Misha shifted uncomfortably. "Sir, the Bradford board of directors mandated this union. The legal binding is absolute. We cannot simply return her."
Gaylord's right arm shot up.
He slammed his fist down onto the solid titanium armrest of his wheelchair.
The impact sounded like a car crash. The sheer, terrifying kinetic force of the blow dented the military-grade metal, bending the thick titanium inward with a sickening screech.
"I would rather watch my empire burn to ash than accept their pathetic charity!" Gaylord roared, the veins in his neck bulging against his scarred skin. The violent outburst sent a tremor through the observation room floor. "Get legal on the line. Fax the annulment papers now. I will sign them in blood if I have to."
Misha turned to Janet. His eyes held a flicker of grim sympathy. He gestured toward the airlock. The show was over.

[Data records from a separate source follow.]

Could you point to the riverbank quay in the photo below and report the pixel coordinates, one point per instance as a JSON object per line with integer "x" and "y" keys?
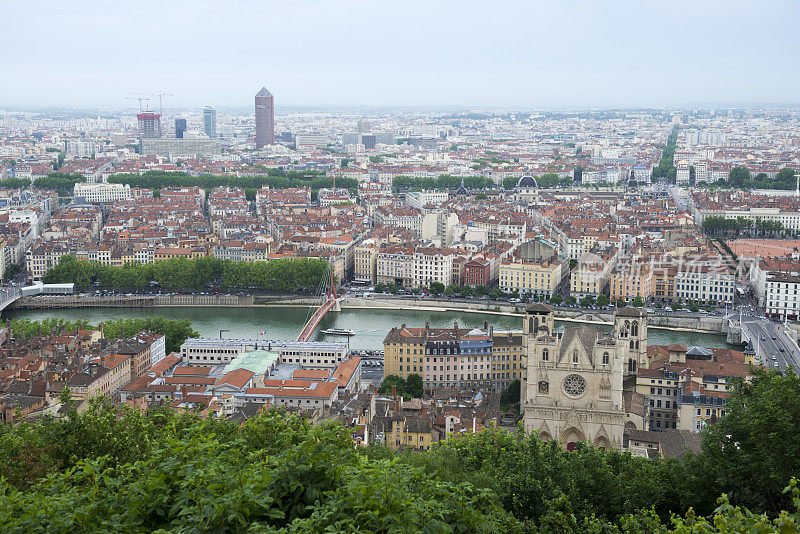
{"x": 685, "y": 322}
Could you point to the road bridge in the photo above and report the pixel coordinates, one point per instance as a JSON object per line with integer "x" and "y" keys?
{"x": 330, "y": 302}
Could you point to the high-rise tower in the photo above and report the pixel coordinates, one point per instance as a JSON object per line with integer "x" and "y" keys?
{"x": 180, "y": 128}
{"x": 265, "y": 118}
{"x": 210, "y": 121}
{"x": 149, "y": 125}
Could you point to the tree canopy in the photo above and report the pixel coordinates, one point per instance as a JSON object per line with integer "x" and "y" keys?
{"x": 443, "y": 181}
{"x": 115, "y": 469}
{"x": 175, "y": 331}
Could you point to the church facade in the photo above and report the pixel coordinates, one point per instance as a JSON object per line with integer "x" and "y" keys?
{"x": 574, "y": 387}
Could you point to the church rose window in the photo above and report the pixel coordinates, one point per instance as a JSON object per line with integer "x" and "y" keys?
{"x": 574, "y": 385}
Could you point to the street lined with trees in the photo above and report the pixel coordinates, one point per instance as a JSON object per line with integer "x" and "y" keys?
{"x": 290, "y": 275}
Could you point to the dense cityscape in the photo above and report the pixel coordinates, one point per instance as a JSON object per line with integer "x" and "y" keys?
{"x": 420, "y": 268}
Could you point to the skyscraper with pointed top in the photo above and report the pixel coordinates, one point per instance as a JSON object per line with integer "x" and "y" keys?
{"x": 265, "y": 118}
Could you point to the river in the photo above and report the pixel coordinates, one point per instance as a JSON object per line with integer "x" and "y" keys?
{"x": 370, "y": 325}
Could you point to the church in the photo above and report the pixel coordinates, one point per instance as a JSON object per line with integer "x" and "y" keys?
{"x": 579, "y": 384}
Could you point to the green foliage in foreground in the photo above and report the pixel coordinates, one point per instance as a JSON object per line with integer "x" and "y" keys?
{"x": 192, "y": 274}
{"x": 175, "y": 331}
{"x": 112, "y": 470}
{"x": 277, "y": 473}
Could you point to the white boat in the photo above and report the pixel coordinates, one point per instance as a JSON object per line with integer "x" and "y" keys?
{"x": 338, "y": 332}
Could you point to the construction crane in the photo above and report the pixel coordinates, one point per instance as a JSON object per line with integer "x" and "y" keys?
{"x": 139, "y": 98}
{"x": 161, "y": 102}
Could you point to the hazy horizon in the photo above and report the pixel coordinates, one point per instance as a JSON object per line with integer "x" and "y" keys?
{"x": 357, "y": 54}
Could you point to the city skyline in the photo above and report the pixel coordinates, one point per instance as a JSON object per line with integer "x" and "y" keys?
{"x": 532, "y": 55}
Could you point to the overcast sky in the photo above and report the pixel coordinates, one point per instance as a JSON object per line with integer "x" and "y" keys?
{"x": 558, "y": 53}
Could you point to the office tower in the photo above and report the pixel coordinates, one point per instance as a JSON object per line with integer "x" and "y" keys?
{"x": 265, "y": 118}
{"x": 210, "y": 121}
{"x": 368, "y": 140}
{"x": 149, "y": 125}
{"x": 180, "y": 128}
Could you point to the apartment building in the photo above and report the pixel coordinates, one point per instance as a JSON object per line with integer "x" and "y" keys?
{"x": 419, "y": 199}
{"x": 540, "y": 278}
{"x": 630, "y": 280}
{"x": 101, "y": 193}
{"x": 508, "y": 359}
{"x": 365, "y": 261}
{"x": 686, "y": 387}
{"x": 592, "y": 274}
{"x": 782, "y": 296}
{"x": 709, "y": 284}
{"x": 443, "y": 357}
{"x": 306, "y": 354}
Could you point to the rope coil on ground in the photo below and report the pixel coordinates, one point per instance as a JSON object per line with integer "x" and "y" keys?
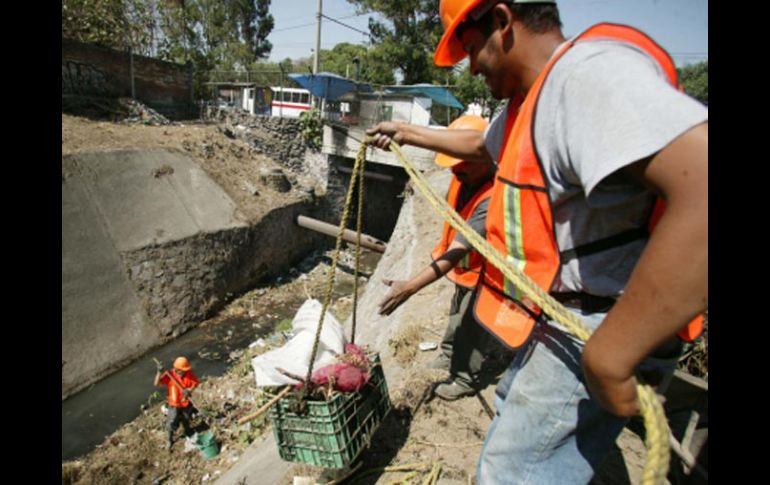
{"x": 656, "y": 465}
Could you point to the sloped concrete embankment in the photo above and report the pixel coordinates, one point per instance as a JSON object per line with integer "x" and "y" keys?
{"x": 150, "y": 247}
{"x": 416, "y": 232}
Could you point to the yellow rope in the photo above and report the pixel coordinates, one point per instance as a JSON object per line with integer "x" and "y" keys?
{"x": 656, "y": 466}
{"x": 356, "y": 175}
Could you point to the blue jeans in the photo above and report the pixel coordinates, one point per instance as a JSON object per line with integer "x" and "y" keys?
{"x": 547, "y": 429}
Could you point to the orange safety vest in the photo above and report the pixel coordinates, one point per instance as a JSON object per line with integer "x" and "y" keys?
{"x": 466, "y": 272}
{"x": 520, "y": 218}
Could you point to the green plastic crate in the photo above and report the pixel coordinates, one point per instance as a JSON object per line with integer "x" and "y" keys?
{"x": 333, "y": 433}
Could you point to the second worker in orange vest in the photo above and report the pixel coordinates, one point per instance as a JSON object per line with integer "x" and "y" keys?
{"x": 595, "y": 129}
{"x": 466, "y": 345}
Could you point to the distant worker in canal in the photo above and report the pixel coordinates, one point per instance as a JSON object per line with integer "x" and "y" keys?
{"x": 180, "y": 381}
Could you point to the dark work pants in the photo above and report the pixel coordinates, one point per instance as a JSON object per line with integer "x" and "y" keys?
{"x": 466, "y": 343}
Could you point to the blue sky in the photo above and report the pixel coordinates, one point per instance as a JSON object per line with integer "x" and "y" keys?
{"x": 680, "y": 26}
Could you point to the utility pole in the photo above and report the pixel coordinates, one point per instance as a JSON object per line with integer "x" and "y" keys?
{"x": 317, "y": 39}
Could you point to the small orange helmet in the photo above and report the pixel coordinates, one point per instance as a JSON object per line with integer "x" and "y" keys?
{"x": 454, "y": 12}
{"x": 182, "y": 363}
{"x": 466, "y": 122}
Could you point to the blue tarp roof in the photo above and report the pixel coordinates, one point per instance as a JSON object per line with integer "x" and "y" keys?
{"x": 438, "y": 94}
{"x": 328, "y": 85}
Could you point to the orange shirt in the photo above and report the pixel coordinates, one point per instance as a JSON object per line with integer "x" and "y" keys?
{"x": 175, "y": 398}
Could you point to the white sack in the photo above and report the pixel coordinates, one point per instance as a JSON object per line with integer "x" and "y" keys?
{"x": 294, "y": 356}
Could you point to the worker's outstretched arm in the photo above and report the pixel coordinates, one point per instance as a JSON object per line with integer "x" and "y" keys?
{"x": 400, "y": 291}
{"x": 463, "y": 144}
{"x": 669, "y": 285}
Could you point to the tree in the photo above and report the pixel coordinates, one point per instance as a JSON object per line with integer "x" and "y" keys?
{"x": 118, "y": 24}
{"x": 410, "y": 39}
{"x": 472, "y": 89}
{"x": 695, "y": 80}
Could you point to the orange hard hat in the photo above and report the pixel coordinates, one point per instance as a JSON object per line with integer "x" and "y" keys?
{"x": 454, "y": 12}
{"x": 465, "y": 122}
{"x": 182, "y": 363}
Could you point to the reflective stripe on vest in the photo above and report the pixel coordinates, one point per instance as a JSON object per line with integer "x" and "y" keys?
{"x": 466, "y": 272}
{"x": 520, "y": 217}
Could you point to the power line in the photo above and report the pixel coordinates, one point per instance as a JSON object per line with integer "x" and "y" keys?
{"x": 344, "y": 24}
{"x": 294, "y": 27}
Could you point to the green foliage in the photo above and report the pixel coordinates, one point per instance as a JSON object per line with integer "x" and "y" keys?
{"x": 118, "y": 24}
{"x": 695, "y": 80}
{"x": 310, "y": 121}
{"x": 472, "y": 89}
{"x": 208, "y": 34}
{"x": 285, "y": 324}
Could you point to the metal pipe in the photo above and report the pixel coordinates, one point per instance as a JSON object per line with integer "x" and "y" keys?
{"x": 367, "y": 241}
{"x": 371, "y": 175}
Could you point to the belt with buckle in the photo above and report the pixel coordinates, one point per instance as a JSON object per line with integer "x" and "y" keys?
{"x": 584, "y": 301}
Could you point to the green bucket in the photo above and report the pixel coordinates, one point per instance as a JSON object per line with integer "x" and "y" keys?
{"x": 208, "y": 445}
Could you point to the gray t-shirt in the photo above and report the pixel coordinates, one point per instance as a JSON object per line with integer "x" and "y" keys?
{"x": 604, "y": 106}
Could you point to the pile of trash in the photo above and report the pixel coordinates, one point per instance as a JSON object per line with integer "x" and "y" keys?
{"x": 140, "y": 113}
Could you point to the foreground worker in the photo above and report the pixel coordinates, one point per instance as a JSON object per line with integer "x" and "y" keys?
{"x": 595, "y": 129}
{"x": 465, "y": 344}
{"x": 180, "y": 381}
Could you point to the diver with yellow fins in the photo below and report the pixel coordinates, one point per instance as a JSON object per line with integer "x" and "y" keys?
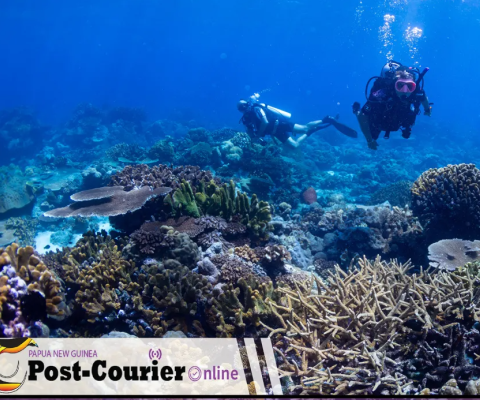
{"x": 261, "y": 120}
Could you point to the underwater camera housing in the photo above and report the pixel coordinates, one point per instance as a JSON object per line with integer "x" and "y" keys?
{"x": 388, "y": 72}
{"x": 254, "y": 99}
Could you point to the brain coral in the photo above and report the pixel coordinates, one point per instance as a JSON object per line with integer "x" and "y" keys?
{"x": 447, "y": 201}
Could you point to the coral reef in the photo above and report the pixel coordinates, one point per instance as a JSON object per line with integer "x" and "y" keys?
{"x": 454, "y": 253}
{"x": 162, "y": 150}
{"x": 309, "y": 196}
{"x": 29, "y": 290}
{"x": 163, "y": 241}
{"x": 447, "y": 201}
{"x": 16, "y": 192}
{"x": 364, "y": 331}
{"x": 397, "y": 194}
{"x": 107, "y": 202}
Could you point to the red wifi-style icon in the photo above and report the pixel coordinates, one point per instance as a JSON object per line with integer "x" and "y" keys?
{"x": 155, "y": 354}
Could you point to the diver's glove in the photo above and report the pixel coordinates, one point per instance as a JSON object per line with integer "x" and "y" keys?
{"x": 372, "y": 144}
{"x": 328, "y": 120}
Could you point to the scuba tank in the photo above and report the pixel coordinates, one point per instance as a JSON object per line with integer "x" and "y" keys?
{"x": 279, "y": 112}
{"x": 254, "y": 100}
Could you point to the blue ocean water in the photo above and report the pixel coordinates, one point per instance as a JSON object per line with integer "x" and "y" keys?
{"x": 193, "y": 59}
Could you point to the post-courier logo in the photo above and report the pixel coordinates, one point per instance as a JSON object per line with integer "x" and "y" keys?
{"x": 13, "y": 346}
{"x": 102, "y": 370}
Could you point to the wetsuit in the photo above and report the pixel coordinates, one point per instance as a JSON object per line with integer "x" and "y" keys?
{"x": 278, "y": 126}
{"x": 387, "y": 112}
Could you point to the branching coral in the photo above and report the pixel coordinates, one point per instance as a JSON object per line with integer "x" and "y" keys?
{"x": 19, "y": 263}
{"x": 240, "y": 309}
{"x": 447, "y": 201}
{"x": 354, "y": 335}
{"x": 100, "y": 281}
{"x": 155, "y": 239}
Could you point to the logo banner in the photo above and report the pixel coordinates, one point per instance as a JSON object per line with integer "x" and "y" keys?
{"x": 130, "y": 367}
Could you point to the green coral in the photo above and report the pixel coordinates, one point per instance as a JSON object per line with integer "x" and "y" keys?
{"x": 221, "y": 201}
{"x": 183, "y": 200}
{"x": 243, "y": 307}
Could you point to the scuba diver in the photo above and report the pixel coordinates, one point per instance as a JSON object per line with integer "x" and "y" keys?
{"x": 394, "y": 102}
{"x": 262, "y": 120}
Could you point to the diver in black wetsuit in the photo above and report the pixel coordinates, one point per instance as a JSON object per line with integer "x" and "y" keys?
{"x": 261, "y": 120}
{"x": 393, "y": 104}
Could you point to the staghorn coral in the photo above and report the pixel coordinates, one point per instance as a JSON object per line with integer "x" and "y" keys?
{"x": 67, "y": 262}
{"x": 20, "y": 263}
{"x": 232, "y": 268}
{"x": 99, "y": 282}
{"x": 159, "y": 176}
{"x": 242, "y": 140}
{"x": 183, "y": 201}
{"x": 241, "y": 310}
{"x": 358, "y": 334}
{"x": 447, "y": 201}
{"x": 169, "y": 299}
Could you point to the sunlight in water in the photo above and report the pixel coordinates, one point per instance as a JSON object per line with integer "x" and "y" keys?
{"x": 386, "y": 36}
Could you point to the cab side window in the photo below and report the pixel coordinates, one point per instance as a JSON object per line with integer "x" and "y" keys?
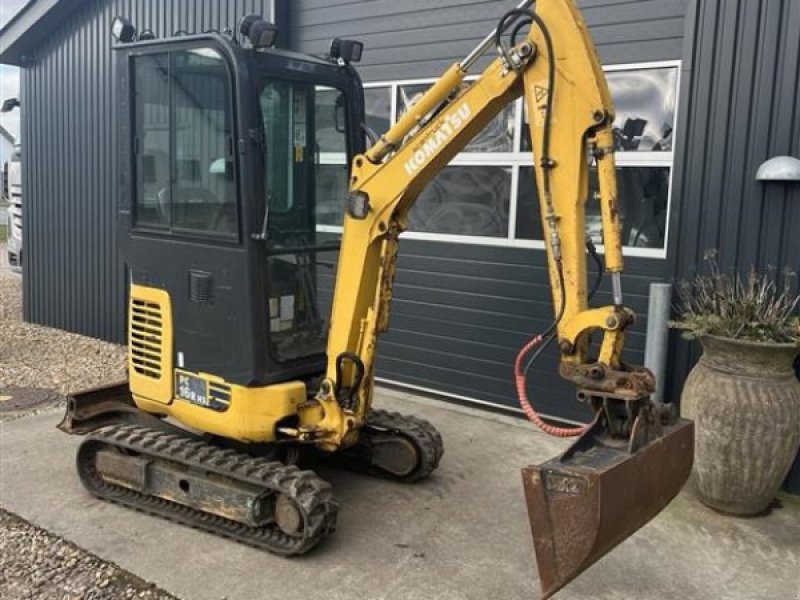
{"x": 185, "y": 180}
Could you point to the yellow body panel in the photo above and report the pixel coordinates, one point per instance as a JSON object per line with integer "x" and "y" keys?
{"x": 252, "y": 415}
{"x": 252, "y": 412}
{"x": 150, "y": 343}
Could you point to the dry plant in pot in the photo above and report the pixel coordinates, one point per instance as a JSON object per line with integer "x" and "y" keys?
{"x": 743, "y": 394}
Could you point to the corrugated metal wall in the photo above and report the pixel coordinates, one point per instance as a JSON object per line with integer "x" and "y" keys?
{"x": 73, "y": 277}
{"x": 741, "y": 108}
{"x": 461, "y": 312}
{"x": 420, "y": 38}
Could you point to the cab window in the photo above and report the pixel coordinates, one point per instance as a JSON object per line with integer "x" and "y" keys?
{"x": 305, "y": 187}
{"x": 185, "y": 180}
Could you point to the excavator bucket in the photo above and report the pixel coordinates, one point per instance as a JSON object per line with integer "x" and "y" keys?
{"x": 584, "y": 503}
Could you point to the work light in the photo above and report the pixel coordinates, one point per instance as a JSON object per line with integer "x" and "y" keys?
{"x": 122, "y": 30}
{"x": 260, "y": 33}
{"x": 347, "y": 50}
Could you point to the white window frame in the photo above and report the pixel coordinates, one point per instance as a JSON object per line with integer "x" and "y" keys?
{"x": 517, "y": 159}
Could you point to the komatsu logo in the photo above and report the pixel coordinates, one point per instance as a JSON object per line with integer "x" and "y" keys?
{"x": 436, "y": 138}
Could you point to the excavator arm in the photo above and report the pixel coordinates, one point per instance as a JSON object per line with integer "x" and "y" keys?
{"x": 635, "y": 456}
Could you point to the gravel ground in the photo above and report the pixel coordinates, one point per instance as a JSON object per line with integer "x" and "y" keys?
{"x": 34, "y": 564}
{"x": 41, "y": 357}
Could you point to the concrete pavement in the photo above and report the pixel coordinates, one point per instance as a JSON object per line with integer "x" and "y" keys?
{"x": 461, "y": 535}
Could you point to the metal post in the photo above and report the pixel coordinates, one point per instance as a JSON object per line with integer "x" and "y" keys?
{"x": 655, "y": 354}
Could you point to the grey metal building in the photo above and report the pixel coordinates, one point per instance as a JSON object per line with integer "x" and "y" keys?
{"x": 706, "y": 90}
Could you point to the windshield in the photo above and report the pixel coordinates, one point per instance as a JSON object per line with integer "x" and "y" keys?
{"x": 306, "y": 182}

Janet didn't move toward the door.
Instead, she stepped forward, physically shoving Misha's heavy arm out of the way. She slammed her own hand down onto the intercom button.
"Sir, please calm down," Janet said. Her voice was sharp, firm, and completely devoid of fear. It sliced through the intercom static like a sudden gust of cold wind. "You are only hurting yourself. Thrashing around and giving into this anger is just going to make your physical condition deteriorate faster. You need to breathe. Whatever you think of me, fighting your own body right now is a battle you are going to lose."
Gaylord froze.
His hand remained hovering over the dented armrest. His glacial blue eye snapped up, locking onto the one-way glass with lethal intent.
He had not expected the terrified little pawn to speak. He certainly hadn't expected her to lecture him like a disobedient child.
The isolation room plunged into a suffocating, dead silence. The air grew heavy. A silent, brutal war of wills ignited through the thick pane of glass.